There are probably multiple systems that have to handle your request. The customer relationship management system that the support team uses might send your request to a different internal system that processes requests first-in-first-out.
Once the email is sent, it needs to sit on the outgoing server for its turn to leave (usually very, very fast, but not always), then your email server would have to acknowledge receipt and put it in your mailbox (also usually very fast, but not always).
Basically, it takes multiple systems to get that email to you and any one of them might be having a problem that delays your mail.
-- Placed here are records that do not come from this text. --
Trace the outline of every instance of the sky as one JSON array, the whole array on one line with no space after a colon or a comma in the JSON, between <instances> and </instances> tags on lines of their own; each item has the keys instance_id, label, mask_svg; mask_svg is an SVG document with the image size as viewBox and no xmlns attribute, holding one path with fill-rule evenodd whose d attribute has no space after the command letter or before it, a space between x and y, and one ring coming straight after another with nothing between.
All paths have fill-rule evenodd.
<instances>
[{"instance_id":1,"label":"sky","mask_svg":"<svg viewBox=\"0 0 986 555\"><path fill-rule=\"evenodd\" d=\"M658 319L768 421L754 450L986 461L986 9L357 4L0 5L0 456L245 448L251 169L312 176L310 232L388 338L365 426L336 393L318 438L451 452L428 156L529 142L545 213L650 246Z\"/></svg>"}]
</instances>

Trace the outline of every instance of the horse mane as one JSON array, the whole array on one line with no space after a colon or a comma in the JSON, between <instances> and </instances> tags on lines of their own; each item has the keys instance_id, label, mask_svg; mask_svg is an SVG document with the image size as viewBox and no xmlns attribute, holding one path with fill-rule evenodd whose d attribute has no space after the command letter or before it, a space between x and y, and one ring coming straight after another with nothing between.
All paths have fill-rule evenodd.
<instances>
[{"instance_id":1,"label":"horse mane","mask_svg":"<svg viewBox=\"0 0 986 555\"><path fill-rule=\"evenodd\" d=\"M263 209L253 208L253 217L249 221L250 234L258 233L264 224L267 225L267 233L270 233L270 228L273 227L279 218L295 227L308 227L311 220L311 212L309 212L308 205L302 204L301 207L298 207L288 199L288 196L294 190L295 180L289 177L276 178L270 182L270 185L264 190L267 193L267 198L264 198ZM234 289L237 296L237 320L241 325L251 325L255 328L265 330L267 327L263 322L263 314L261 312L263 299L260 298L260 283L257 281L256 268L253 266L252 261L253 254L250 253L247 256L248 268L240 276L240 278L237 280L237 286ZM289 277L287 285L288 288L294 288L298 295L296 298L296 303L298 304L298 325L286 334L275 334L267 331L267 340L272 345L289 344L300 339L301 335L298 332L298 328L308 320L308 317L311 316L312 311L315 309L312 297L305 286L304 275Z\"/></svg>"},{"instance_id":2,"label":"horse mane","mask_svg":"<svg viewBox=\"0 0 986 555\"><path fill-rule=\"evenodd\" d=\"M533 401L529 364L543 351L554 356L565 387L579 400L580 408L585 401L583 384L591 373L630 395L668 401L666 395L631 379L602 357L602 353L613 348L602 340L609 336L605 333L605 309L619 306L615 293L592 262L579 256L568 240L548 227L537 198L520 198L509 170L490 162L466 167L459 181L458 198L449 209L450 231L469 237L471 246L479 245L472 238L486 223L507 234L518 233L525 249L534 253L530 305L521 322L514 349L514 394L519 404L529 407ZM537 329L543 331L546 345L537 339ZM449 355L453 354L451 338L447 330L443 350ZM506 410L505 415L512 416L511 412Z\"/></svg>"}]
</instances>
In short, it doesn’t take that long. Ignoring any delay on your email provider’s side, it takes only a few seconds to send an email, even thru a complex email templating system with a bunch of dependencies.
However, depending on who actually handles the email templating and delivery, the cost of sending the email sends based on the contract for how long the delivery provider has to send it out. This is called an SLA (service level agreement)
For example:
* if your emails have an SLA of 1 minute, meaning it takes 1 minute to get to your inbox from the time it was requested, it may cost 10 or 15 cents per email.
* An SLA of 10 minutes may cost 1-2 cents per email
* An SLA of 1 hour may cost 10 or 15 cents per 1000 emails.
If you send 1 million emails per month, those costs become significant really quickly.
They may also just be setting the really long expectation so you don’t bother them again in a few minutes if the email is delayed a bit.